Nice fish! Congrats.


----------



## st.slippy

thats one big carp congrats


----------



## FISHIN216

Nice Carp! he a jumper?


----------



## sploosh56

theguy said:


> Nice Carp! he a jumper?


Nope, he was a runner. I saw a carp in the same area the other night that is bigger than the one a caught!

Carp sure are funny creatures. I always see them poking their heads above water around the boat. It's almost as if they are checking to see if the coast is clear again.


----------



## Hummel

nice. biggest carp i ever caught was in lake cumberland. on light tackle theyre mad fun.


----------



## crappielooker

niiice fish..


----------



## Magic8Ball

sploosh56 said:


> sight snagging



What is sight snagging and how is it done ?


----------



## sploosh56

Find an area where the carp congregate in clear water. Then it's as simple as just snagging them since usually they are not biting. You will need a boat with a quiet electric motor. You can do this from shore as well, but you must be pretty stealthy since they can "feel" you walking. 

For snagging hooks I buy the largest size treble hooks that I can find. I've been snagging them all week out on the river since nothing else seems to be biting. I had a huge dogfish on the other day that looked to be over 30". You will see many different fish when the water is clear. I've seen giant bullheads, sunfish, perch, catfish, bass, gar, dogfish, and pretty much anything else that swims. Get yourself a pair of polarized sunglasses from walmart for like $10. I have the Renagade brand.



Magic8Ball said:


> What is sight snagging and how is it done ?


----------



## Magic8Ball

sploosh56 said:


> Find an area where the carp congregate in clear water. Then it's as simple as just snagging them since usually they are not biting. You will need a boat with a quiet electric motor. You can do this from shore as well, but you must be pretty stealthy since they can "feel" you walking.
> 
> For snagging hooks I buy the largest size treble hooks that I can find. I've been snagging them all week out on the river since nothing else seems to be biting. I had a huge dogfish on the other day that looked to be over 30". You will see many different fish when the water is clear. I've seen giant bullheads, sunfish, perch, catfish, bass, gar, dogfish, and pretty much anything else that swims. Get yourself a pair of polarized sunglasses from walmart for like $10. I have the Renagade brand.

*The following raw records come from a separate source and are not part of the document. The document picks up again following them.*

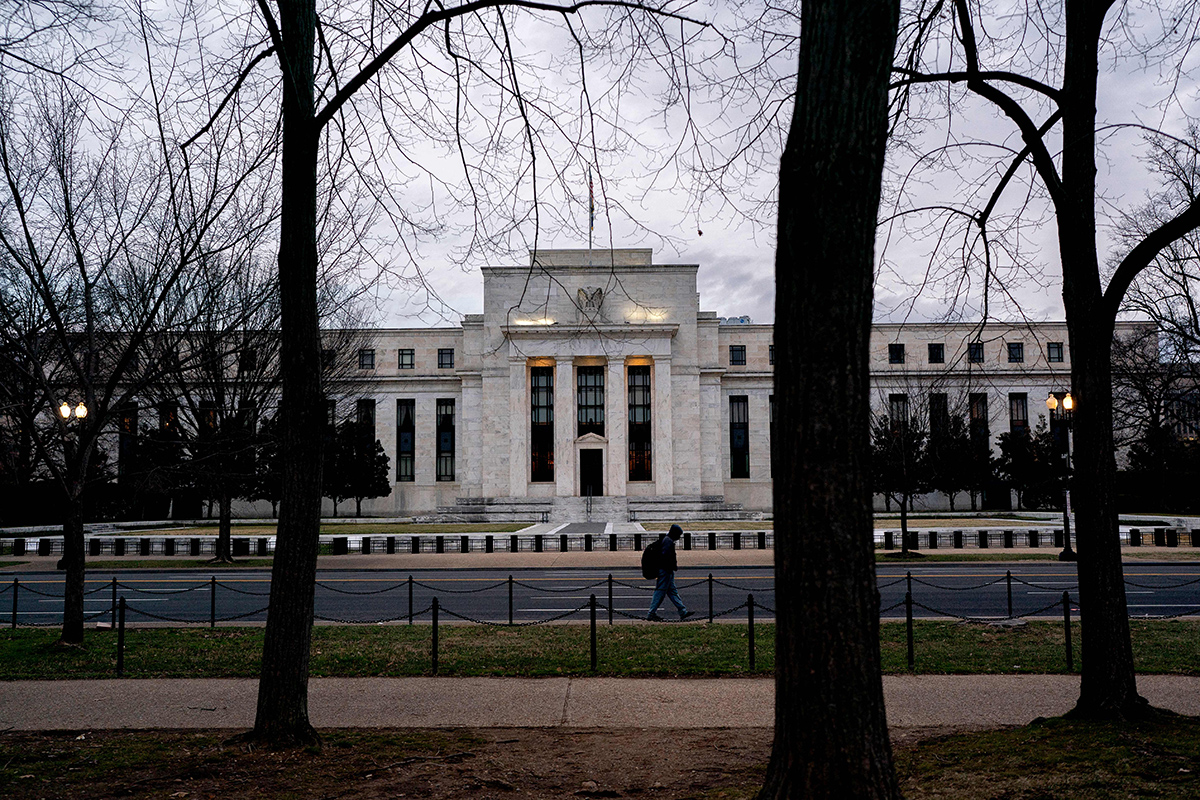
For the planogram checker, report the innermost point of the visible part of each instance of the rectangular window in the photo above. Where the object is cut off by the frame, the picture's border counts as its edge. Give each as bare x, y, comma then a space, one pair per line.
640, 423
978, 409
939, 414
541, 429
247, 360
364, 413
739, 437
127, 439
168, 416
406, 435
898, 409
445, 439
771, 421
589, 400
1019, 413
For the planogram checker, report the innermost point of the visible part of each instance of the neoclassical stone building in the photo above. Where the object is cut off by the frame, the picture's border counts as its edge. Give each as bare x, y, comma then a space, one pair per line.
599, 374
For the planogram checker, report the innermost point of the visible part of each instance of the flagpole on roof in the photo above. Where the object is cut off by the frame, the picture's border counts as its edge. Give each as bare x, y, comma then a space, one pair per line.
592, 215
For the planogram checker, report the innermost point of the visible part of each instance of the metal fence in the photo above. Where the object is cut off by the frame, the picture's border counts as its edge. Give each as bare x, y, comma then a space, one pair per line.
121, 608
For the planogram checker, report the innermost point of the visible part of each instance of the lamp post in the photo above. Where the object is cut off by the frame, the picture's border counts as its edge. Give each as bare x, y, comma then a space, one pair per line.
1062, 411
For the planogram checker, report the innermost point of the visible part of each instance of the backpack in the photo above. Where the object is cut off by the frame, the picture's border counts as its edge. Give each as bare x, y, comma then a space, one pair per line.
651, 558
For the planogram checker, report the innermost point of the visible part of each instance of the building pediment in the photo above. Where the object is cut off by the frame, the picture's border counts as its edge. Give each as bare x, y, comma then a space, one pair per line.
592, 439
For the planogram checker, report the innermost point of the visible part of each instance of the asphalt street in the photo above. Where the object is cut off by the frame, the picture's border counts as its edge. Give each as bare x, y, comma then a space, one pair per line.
369, 596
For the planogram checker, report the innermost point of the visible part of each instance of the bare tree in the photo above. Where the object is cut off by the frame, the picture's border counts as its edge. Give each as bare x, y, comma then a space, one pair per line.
99, 234
831, 731
1041, 71
413, 88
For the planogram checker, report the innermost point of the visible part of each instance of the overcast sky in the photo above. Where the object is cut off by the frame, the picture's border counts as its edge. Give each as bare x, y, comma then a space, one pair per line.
736, 256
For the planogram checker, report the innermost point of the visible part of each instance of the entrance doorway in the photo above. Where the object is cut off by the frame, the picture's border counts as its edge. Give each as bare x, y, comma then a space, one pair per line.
591, 473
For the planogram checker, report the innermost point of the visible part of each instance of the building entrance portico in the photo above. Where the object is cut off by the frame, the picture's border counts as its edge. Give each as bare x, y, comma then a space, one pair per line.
591, 473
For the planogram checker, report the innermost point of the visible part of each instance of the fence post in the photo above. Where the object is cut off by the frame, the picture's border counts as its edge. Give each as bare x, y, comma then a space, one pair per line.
120, 639
592, 602
1008, 578
1066, 630
907, 621
750, 623
435, 649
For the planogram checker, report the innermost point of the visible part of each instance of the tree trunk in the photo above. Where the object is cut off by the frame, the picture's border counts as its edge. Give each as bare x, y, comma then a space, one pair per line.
73, 565
282, 715
1108, 686
831, 731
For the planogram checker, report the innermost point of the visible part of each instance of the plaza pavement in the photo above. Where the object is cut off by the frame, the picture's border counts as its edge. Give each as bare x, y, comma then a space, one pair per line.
913, 702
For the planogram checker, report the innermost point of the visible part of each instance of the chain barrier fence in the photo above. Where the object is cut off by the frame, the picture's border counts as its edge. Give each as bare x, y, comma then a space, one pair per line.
119, 607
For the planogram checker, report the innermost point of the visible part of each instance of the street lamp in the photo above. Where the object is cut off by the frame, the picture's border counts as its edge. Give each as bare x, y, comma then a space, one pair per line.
1062, 413
66, 411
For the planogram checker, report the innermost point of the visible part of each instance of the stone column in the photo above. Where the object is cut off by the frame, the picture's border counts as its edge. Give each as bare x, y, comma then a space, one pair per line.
660, 426
519, 427
471, 473
565, 486
616, 428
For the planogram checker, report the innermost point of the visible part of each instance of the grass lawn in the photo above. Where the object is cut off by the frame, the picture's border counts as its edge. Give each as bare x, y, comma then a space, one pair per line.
347, 529
624, 650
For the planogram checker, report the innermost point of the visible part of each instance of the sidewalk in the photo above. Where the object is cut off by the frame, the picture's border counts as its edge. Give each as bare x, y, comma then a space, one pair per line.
959, 702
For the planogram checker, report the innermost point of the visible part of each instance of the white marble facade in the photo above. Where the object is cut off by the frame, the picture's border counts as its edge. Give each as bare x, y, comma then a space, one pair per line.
609, 311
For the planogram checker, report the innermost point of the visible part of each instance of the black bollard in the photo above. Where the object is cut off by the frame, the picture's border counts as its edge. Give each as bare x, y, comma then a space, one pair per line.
435, 647
592, 603
120, 639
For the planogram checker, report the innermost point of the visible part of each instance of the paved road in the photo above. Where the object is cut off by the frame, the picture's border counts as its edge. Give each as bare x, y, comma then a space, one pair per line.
544, 594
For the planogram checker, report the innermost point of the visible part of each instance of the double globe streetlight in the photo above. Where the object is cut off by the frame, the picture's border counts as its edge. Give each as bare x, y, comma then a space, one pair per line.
79, 411
1062, 411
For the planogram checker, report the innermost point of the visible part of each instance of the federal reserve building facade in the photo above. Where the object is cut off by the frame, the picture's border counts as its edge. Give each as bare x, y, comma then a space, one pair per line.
594, 382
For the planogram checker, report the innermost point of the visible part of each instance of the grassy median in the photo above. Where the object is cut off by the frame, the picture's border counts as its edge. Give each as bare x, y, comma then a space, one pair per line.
623, 650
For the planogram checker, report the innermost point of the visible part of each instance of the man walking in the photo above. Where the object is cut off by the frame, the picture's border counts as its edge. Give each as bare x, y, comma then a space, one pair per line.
665, 585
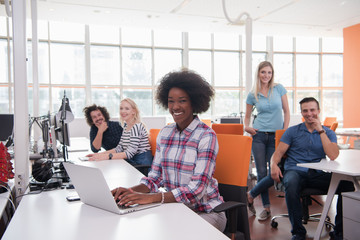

Thanks for the explanation.
How do you hook them though? if you see them do you throw over top of them and then reel in and jerk it when you get close? what keeps them from swimming off?
I have seen them quite a few times out of the boat, they are just swimming on top with their lips out of the water, I have got as close as 10 feet from them before the submerge.


----------



## sploosh56

If you enter an area quietly the carp will usually not mind having hooks tossed around them, but after you hook a few they will catch on. If the carp is laying motionless in the water cast about 15-20 feet beyond them over their heads with a large, single treble hook . You should be able to cast this easily, I have a 7' medium action bass pro bionic blade with 15 lb trilene big game. As soon as you cast over their heads begin to reel fast making sure not to hit any other carp or snag into anything. When the hook is inches away from their lips let the hook sink for a second then set the hook with a fast, hard hook set. You want to keep your rod parallel to the water or aim down at the water when you sweep the rod to the side to set the hook. If you hook them anywhere else in the body you'll have a hell of a time getting them in so always aim for the head. 



Magic8Ball said:


> Thanks for the explanation.
> How do you hook them though? if you see them do you throw over top of them and then reel in and jerk it when you get close? what keeps them from swimming off?
> I have seen them quite a few times out of the boat, they are just swimming on top with their lips out of the water, I have got as close as 10 feet from them before the submerge.


----------



## Magic8Ball

Thank You Sploosh 
it seems that in our area the Carp have went deep because we haven't seen a single carp in the last 3 trips out


----------